If all you do is feed the tool your style guides, your project context, and your own writing examples, you risk building a high-fidelity echo chamber. The tool reflects your framing back with more polish. A good methodology can address this by design. The counter-measures: adversarial modes that require the tool to argue against your position; Devil's Advocate review on every major structural decision; second-opinion passes through Gemini and ChatGPT with no project context. These are not optional flourishes. They are the mechanism that keeps the process from becoming a mirror. A tool that only agrees with you is not a thinking partner. It is a transcription service with better vocabulary.
This paper started as a chat that I knew was the germ of a paper. Yesterday afternoon I opened a session with Sonnet and said something like: most people have no idea how powerful these tools can be, or how much work is actually required to get the fullest value from them.

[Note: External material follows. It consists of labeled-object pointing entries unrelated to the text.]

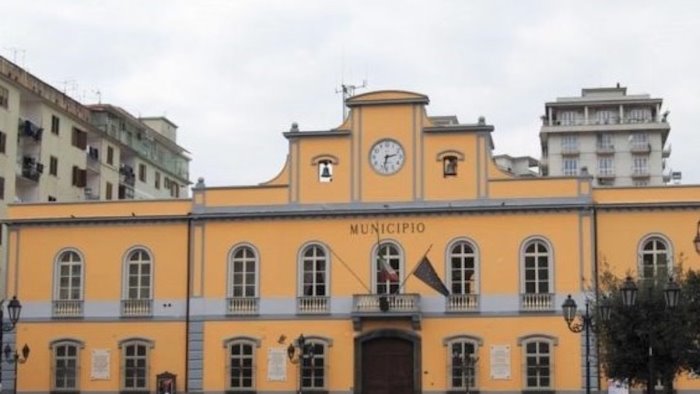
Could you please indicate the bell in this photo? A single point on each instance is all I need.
(325, 171)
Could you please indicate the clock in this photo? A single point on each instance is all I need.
(386, 156)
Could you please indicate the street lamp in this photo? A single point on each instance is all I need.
(16, 360)
(13, 310)
(586, 323)
(672, 293)
(303, 351)
(467, 363)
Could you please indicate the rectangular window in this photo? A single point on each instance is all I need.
(142, 172)
(110, 155)
(569, 144)
(65, 367)
(570, 167)
(79, 138)
(135, 367)
(53, 166)
(79, 177)
(4, 97)
(55, 124)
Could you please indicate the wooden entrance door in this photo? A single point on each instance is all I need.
(387, 366)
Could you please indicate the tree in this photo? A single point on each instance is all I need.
(649, 339)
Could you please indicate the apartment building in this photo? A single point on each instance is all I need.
(317, 281)
(618, 138)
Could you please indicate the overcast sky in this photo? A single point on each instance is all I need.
(234, 75)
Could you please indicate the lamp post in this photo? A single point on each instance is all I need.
(303, 351)
(466, 362)
(578, 323)
(13, 310)
(672, 294)
(16, 360)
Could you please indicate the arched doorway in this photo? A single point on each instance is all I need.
(387, 361)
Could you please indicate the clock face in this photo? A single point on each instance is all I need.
(386, 156)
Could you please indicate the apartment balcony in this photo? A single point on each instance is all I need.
(67, 308)
(31, 169)
(463, 303)
(605, 149)
(640, 147)
(31, 130)
(313, 305)
(242, 305)
(537, 302)
(137, 308)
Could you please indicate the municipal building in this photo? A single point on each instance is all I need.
(281, 287)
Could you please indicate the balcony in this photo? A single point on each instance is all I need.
(137, 308)
(463, 303)
(537, 302)
(242, 305)
(605, 149)
(31, 169)
(31, 130)
(640, 147)
(313, 305)
(67, 309)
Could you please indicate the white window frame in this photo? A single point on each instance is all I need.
(140, 263)
(55, 358)
(396, 260)
(526, 255)
(659, 246)
(245, 286)
(537, 340)
(123, 347)
(58, 276)
(308, 279)
(254, 344)
(462, 258)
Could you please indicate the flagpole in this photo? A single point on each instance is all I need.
(349, 269)
(414, 269)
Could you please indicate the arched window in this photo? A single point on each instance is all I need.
(655, 257)
(463, 359)
(388, 268)
(135, 364)
(536, 281)
(243, 280)
(241, 363)
(68, 285)
(313, 297)
(65, 365)
(538, 354)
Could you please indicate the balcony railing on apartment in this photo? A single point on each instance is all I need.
(536, 302)
(463, 303)
(406, 303)
(137, 307)
(242, 305)
(313, 304)
(68, 308)
(29, 129)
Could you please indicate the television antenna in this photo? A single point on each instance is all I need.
(348, 91)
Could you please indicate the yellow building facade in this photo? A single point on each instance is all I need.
(213, 294)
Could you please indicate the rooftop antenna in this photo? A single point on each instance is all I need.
(348, 91)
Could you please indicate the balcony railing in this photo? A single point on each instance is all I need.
(72, 308)
(308, 304)
(537, 301)
(242, 305)
(137, 308)
(462, 302)
(364, 303)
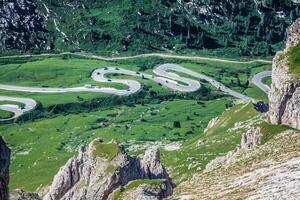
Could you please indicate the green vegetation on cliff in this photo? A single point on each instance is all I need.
(294, 59)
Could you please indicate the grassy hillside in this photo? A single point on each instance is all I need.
(222, 28)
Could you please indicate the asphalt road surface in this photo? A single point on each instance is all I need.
(165, 76)
(30, 104)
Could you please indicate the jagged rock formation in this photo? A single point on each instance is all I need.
(251, 138)
(285, 90)
(100, 169)
(269, 171)
(4, 169)
(21, 27)
(147, 191)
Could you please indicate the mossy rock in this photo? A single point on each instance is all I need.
(107, 151)
(294, 59)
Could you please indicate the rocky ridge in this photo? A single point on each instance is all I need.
(4, 169)
(21, 26)
(268, 171)
(285, 90)
(100, 169)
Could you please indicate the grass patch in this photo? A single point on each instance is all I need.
(267, 80)
(50, 142)
(20, 104)
(118, 195)
(5, 114)
(217, 141)
(270, 130)
(107, 151)
(294, 59)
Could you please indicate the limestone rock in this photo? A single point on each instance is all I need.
(219, 162)
(4, 169)
(22, 195)
(285, 90)
(99, 169)
(251, 138)
(148, 191)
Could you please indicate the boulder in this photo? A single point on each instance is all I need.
(285, 90)
(4, 169)
(99, 169)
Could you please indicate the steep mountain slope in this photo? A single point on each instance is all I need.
(285, 93)
(4, 169)
(248, 27)
(102, 168)
(21, 27)
(269, 171)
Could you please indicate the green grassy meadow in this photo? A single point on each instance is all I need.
(294, 59)
(41, 146)
(6, 114)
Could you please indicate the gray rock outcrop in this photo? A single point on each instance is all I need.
(4, 169)
(285, 90)
(99, 169)
(22, 195)
(251, 138)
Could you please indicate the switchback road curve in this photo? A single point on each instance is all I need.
(165, 76)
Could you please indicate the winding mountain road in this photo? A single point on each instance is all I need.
(165, 76)
(257, 80)
(29, 104)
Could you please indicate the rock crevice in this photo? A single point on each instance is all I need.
(4, 169)
(96, 172)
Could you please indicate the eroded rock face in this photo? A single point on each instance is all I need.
(96, 173)
(148, 191)
(251, 138)
(4, 169)
(285, 91)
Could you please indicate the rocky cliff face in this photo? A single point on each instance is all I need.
(100, 169)
(4, 169)
(21, 27)
(140, 26)
(285, 91)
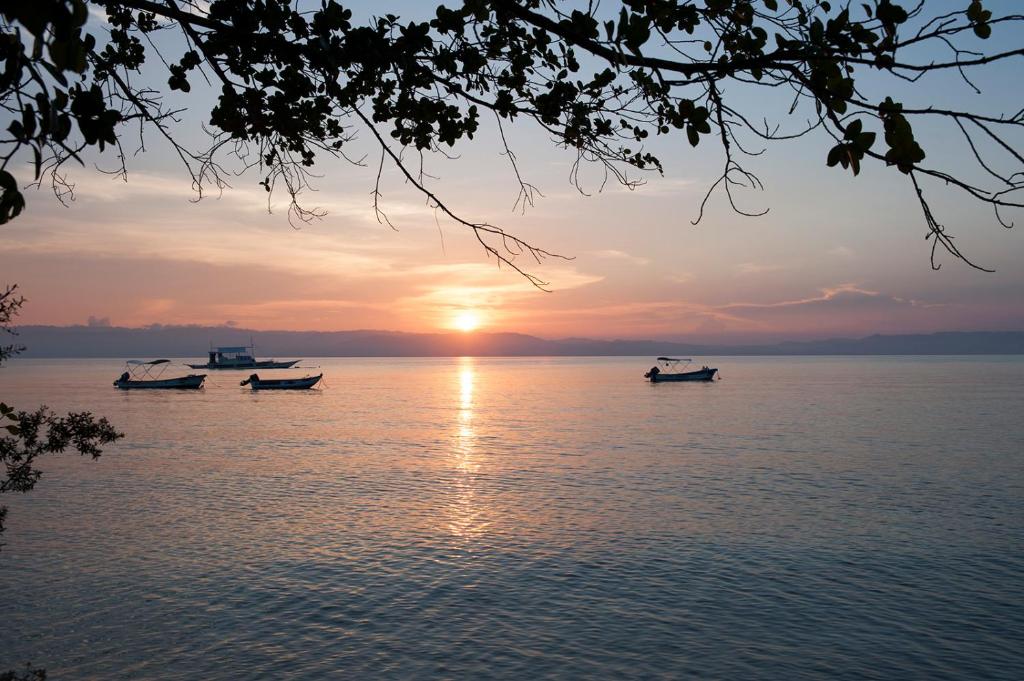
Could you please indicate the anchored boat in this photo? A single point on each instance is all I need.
(303, 383)
(147, 375)
(671, 369)
(241, 356)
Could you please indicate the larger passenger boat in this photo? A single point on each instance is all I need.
(241, 356)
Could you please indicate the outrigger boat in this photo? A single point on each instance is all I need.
(303, 383)
(146, 375)
(670, 371)
(241, 356)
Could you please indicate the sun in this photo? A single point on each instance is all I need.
(467, 321)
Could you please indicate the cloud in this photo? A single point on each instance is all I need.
(757, 268)
(612, 254)
(842, 252)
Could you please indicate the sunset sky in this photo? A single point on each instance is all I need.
(836, 255)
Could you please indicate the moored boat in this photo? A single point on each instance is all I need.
(670, 371)
(142, 375)
(241, 356)
(303, 383)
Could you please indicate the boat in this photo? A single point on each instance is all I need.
(241, 356)
(670, 371)
(141, 374)
(303, 383)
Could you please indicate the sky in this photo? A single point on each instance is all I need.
(834, 256)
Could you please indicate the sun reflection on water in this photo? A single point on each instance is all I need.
(467, 515)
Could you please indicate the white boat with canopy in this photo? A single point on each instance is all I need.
(147, 374)
(674, 370)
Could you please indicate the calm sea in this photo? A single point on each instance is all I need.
(846, 518)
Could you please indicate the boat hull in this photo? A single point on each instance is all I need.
(700, 375)
(190, 382)
(283, 383)
(249, 365)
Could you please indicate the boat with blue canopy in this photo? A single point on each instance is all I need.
(303, 383)
(147, 374)
(669, 370)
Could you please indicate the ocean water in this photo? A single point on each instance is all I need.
(472, 518)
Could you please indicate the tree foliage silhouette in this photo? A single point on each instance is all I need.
(298, 81)
(25, 436)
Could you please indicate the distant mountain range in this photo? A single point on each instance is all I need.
(160, 341)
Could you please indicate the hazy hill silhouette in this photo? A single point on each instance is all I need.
(193, 341)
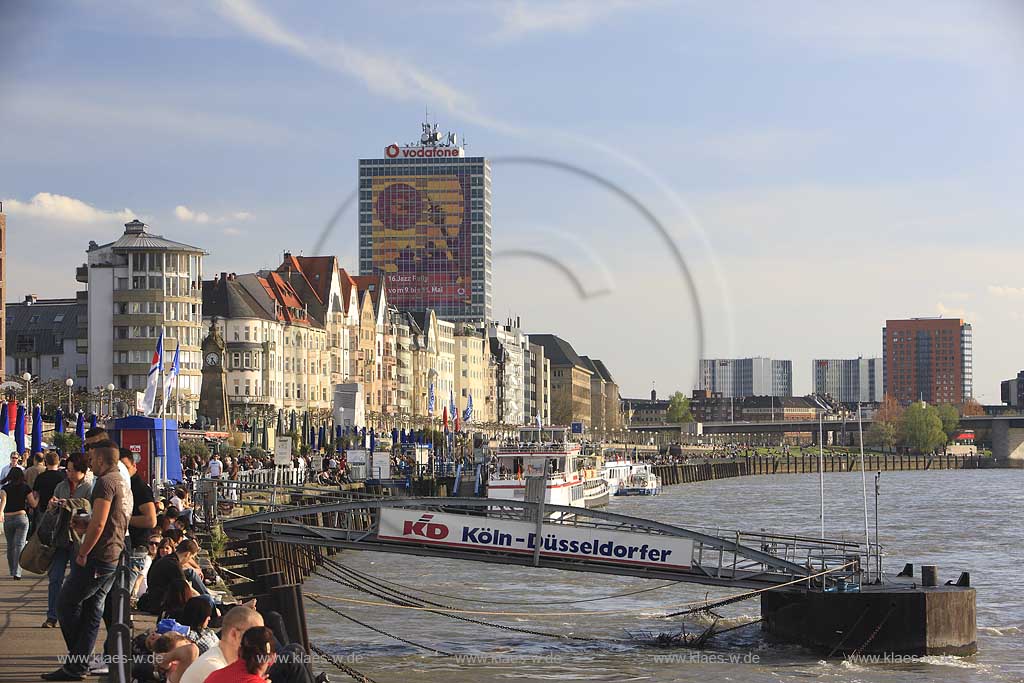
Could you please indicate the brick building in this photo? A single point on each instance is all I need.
(928, 358)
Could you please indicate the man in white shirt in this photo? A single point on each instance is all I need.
(95, 435)
(216, 467)
(237, 622)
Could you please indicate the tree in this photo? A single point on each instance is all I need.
(679, 409)
(195, 447)
(950, 419)
(921, 428)
(885, 428)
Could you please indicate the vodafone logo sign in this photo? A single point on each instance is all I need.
(393, 152)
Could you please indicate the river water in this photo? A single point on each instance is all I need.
(958, 520)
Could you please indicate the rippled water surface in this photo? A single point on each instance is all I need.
(958, 520)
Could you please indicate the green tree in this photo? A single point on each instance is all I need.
(679, 409)
(921, 428)
(950, 419)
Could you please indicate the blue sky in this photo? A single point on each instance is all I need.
(820, 167)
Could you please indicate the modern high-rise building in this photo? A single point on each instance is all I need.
(1012, 391)
(848, 380)
(139, 285)
(3, 288)
(747, 377)
(425, 226)
(928, 358)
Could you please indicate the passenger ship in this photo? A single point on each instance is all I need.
(569, 478)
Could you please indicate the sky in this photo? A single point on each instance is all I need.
(671, 180)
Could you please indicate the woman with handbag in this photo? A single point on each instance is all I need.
(15, 503)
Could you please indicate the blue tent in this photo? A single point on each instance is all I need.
(19, 429)
(37, 430)
(80, 429)
(155, 426)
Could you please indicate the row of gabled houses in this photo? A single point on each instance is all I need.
(293, 337)
(296, 334)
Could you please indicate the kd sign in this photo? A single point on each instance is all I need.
(425, 528)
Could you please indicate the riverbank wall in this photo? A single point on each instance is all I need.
(708, 470)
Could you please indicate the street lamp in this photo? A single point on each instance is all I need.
(28, 388)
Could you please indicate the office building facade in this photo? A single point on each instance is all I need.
(849, 380)
(425, 227)
(747, 377)
(139, 285)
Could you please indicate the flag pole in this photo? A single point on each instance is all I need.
(163, 417)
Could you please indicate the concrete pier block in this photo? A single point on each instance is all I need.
(899, 621)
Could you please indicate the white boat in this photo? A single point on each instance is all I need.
(569, 478)
(643, 481)
(616, 472)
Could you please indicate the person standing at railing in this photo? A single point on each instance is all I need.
(215, 468)
(143, 515)
(80, 605)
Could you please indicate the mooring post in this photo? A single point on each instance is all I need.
(535, 494)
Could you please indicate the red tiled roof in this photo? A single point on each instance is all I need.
(293, 264)
(288, 301)
(372, 285)
(346, 288)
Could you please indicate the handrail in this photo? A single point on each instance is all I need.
(119, 634)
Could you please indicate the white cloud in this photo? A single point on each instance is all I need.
(62, 208)
(186, 215)
(954, 311)
(521, 17)
(386, 76)
(1009, 292)
(969, 33)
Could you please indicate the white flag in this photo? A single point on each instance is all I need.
(150, 400)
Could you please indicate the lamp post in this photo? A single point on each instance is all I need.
(28, 389)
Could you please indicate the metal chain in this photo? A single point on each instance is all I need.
(460, 617)
(873, 633)
(358, 676)
(381, 632)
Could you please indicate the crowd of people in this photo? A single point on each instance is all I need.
(91, 511)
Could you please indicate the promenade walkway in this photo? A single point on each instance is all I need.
(26, 649)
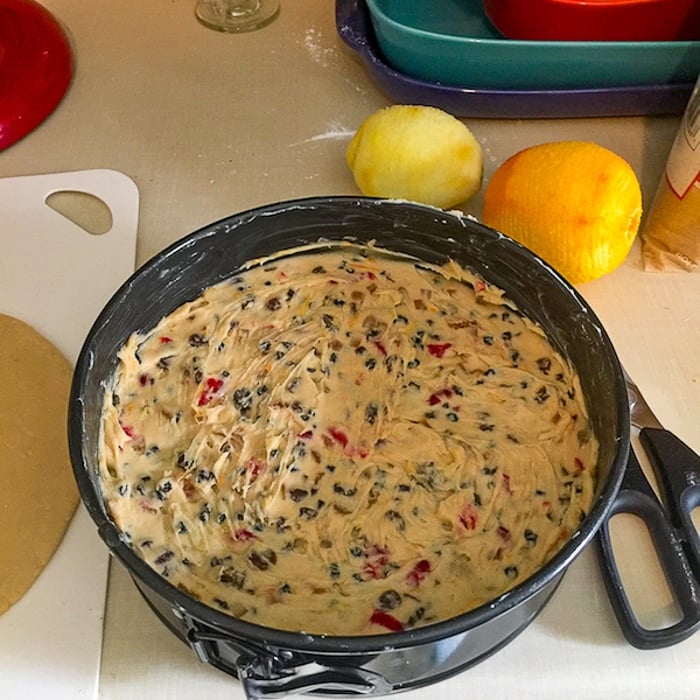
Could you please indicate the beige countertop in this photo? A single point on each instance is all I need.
(208, 124)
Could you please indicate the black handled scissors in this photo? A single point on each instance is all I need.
(673, 533)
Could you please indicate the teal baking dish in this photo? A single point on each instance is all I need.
(452, 42)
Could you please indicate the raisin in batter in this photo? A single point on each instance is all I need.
(344, 442)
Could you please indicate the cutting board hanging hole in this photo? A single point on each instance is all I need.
(85, 210)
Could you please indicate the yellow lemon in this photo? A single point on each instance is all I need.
(418, 153)
(576, 204)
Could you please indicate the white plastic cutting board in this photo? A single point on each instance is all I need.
(56, 276)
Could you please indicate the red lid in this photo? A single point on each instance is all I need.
(36, 66)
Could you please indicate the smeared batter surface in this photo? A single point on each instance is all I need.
(343, 442)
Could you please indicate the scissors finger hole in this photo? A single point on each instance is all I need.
(651, 599)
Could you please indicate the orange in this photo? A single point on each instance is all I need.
(418, 153)
(575, 204)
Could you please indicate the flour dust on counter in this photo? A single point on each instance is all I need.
(344, 441)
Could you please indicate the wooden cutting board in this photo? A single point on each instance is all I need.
(56, 276)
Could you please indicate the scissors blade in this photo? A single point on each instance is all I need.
(640, 412)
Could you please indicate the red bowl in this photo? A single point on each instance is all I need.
(596, 20)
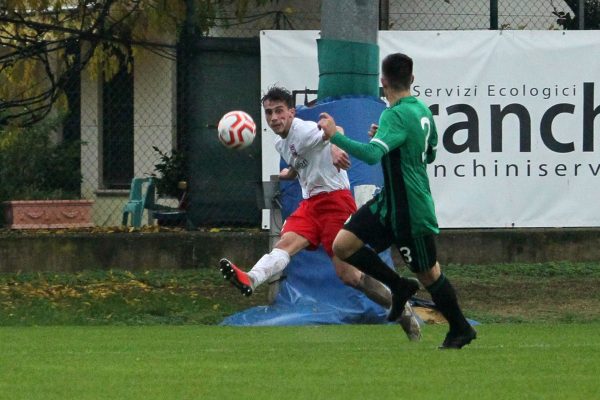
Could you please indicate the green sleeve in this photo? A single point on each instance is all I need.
(370, 153)
(432, 144)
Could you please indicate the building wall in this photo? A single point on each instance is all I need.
(154, 125)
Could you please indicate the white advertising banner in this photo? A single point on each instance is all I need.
(517, 113)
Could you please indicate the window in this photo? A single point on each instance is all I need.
(117, 129)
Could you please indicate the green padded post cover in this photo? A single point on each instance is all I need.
(347, 68)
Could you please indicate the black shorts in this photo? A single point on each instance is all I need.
(419, 253)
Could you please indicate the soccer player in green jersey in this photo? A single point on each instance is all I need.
(403, 212)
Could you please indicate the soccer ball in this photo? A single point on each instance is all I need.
(236, 130)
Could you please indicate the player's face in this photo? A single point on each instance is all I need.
(279, 116)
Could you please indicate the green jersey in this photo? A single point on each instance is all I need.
(405, 143)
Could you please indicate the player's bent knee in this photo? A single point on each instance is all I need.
(348, 276)
(346, 244)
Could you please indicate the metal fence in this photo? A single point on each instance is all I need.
(134, 124)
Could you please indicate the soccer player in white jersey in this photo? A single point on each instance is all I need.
(327, 203)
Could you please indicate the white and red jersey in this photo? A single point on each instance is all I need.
(305, 150)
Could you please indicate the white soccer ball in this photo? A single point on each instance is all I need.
(236, 130)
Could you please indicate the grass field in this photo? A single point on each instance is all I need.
(508, 361)
(152, 334)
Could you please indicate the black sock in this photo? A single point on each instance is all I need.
(444, 297)
(366, 260)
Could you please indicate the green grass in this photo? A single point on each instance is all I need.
(548, 292)
(507, 361)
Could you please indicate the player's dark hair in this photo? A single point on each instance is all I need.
(397, 69)
(276, 93)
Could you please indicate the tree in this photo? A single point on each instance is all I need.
(44, 43)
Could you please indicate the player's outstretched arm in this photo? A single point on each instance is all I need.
(370, 152)
(340, 158)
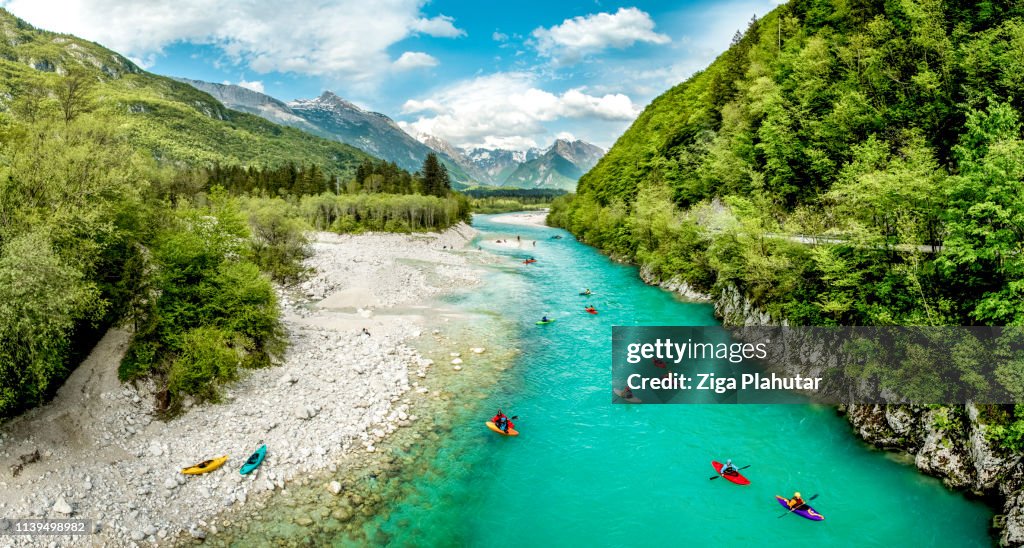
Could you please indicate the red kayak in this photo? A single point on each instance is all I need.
(735, 477)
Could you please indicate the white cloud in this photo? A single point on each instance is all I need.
(591, 34)
(415, 59)
(342, 39)
(508, 109)
(254, 85)
(440, 27)
(414, 106)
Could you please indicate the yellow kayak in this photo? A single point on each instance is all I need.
(495, 428)
(206, 466)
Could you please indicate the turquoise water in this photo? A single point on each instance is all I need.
(585, 471)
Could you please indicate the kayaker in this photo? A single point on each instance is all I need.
(502, 421)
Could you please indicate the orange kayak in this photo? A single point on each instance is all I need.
(495, 427)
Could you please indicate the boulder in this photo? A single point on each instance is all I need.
(334, 488)
(61, 507)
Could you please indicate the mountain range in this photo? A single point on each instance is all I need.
(329, 116)
(171, 121)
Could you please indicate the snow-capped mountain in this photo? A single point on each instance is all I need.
(559, 166)
(332, 117)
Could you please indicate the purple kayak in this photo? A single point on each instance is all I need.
(804, 511)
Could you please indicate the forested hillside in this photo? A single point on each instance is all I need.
(842, 163)
(892, 125)
(176, 122)
(130, 199)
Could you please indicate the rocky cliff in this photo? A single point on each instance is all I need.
(946, 441)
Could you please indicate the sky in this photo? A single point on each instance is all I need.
(510, 75)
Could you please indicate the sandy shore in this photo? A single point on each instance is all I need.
(525, 217)
(104, 457)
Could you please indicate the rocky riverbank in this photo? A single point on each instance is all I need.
(102, 454)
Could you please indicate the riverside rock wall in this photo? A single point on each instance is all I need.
(947, 443)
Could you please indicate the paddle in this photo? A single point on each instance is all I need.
(801, 506)
(737, 469)
(514, 418)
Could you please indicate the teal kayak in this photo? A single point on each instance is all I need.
(254, 461)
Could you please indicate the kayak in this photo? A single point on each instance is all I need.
(803, 511)
(735, 477)
(205, 466)
(493, 426)
(254, 461)
(633, 399)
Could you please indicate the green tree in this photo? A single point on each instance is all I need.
(435, 177)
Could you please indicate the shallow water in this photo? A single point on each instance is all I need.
(585, 471)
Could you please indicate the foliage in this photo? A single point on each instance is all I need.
(843, 163)
(352, 213)
(434, 177)
(203, 282)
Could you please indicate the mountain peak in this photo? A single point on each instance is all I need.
(331, 99)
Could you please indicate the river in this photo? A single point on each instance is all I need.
(585, 471)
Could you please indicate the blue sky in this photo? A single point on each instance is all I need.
(493, 74)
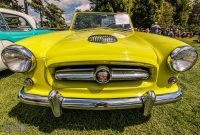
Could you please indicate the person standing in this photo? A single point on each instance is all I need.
(155, 28)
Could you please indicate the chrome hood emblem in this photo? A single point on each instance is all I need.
(102, 38)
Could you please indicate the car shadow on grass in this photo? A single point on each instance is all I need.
(5, 73)
(79, 120)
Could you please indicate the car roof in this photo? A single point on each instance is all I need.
(29, 18)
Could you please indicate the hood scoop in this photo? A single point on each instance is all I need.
(102, 38)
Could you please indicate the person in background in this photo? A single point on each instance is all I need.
(155, 28)
(147, 30)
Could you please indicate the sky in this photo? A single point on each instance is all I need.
(69, 6)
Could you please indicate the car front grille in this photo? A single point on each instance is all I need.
(88, 73)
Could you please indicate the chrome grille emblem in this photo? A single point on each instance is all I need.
(102, 75)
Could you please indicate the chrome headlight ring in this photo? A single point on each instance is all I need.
(18, 59)
(182, 58)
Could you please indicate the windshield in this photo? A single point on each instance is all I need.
(118, 21)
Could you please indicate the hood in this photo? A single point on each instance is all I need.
(76, 47)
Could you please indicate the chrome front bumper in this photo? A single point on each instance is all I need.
(57, 102)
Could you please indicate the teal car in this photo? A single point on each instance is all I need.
(15, 26)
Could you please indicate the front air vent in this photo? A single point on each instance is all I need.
(88, 73)
(102, 39)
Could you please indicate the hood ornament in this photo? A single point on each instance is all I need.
(102, 38)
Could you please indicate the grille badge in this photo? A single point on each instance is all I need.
(102, 75)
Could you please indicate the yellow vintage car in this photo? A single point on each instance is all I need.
(100, 63)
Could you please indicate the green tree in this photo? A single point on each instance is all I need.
(146, 12)
(38, 7)
(10, 4)
(166, 20)
(54, 17)
(194, 20)
(182, 9)
(112, 5)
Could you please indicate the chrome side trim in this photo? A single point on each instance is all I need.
(56, 101)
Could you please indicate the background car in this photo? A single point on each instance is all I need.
(101, 63)
(15, 26)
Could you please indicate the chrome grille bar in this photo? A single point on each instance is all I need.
(75, 74)
(88, 74)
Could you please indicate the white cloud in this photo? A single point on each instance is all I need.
(63, 4)
(66, 3)
(84, 7)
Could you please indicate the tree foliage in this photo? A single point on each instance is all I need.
(166, 20)
(194, 19)
(112, 5)
(10, 4)
(53, 15)
(146, 12)
(182, 9)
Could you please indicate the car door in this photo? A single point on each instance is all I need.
(2, 66)
(18, 28)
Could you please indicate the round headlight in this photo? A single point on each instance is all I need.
(18, 58)
(182, 58)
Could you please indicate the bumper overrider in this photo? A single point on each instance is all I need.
(56, 101)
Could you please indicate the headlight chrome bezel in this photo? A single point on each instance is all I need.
(170, 58)
(24, 51)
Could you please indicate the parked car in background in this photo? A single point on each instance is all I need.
(15, 26)
(100, 63)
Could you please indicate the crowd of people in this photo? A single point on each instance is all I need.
(156, 29)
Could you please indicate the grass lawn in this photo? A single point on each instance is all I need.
(181, 118)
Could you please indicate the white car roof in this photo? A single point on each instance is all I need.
(30, 19)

Nine hours of active work and less than 24 hours elapsed later, what you have read here was built across more than five threads, three tools, and at least four models. There were well over 200 prompt exchanges. Seven named versions. ChatGPT rewrote the entire introduction. Gemini questioned whether the methodology was just a sophisticated echo chamber — which forced a better answer than I had. The cartoon is a play on the evolution march: Claude wrote the prompt, Gemini generated the image, and I coached it with more details to make it funnier. We went through three titles and four subtitles before landing here. I rewrote dozens of Claude's sentences. Claude rewrote dozens of mine.
The tools will get better. The prompting will get easier. But the big ideas — research, context, knowledge and intent, how to build the session, how to manage the team, how to stay in the director role — those do not change with the model version.
Most writing about LLM tools focuses on what the tools can do. That framing is too small. The tools are able to work as hard as you are. They will be as smart as you are about how you build your team, how you train them, what policies and guardrails you give them.
This paper has been about that investment. The tools provided structure, pushback, and form. The argument, the standards, and the judgment were not theirs to supply. That division of labor is the thing worth understanding.
I have been figuring this out over the last 18 months and the last six months have been the most dramatic in terms of the quality of the team. I have gone from herding a mob of tenth graders to forming and leading a well-trained team of college students. I do not know yet how much of what I have learned will transfer to new audiences and new topics. But the early results are interesting enough to keep going, and interesting enough to write about.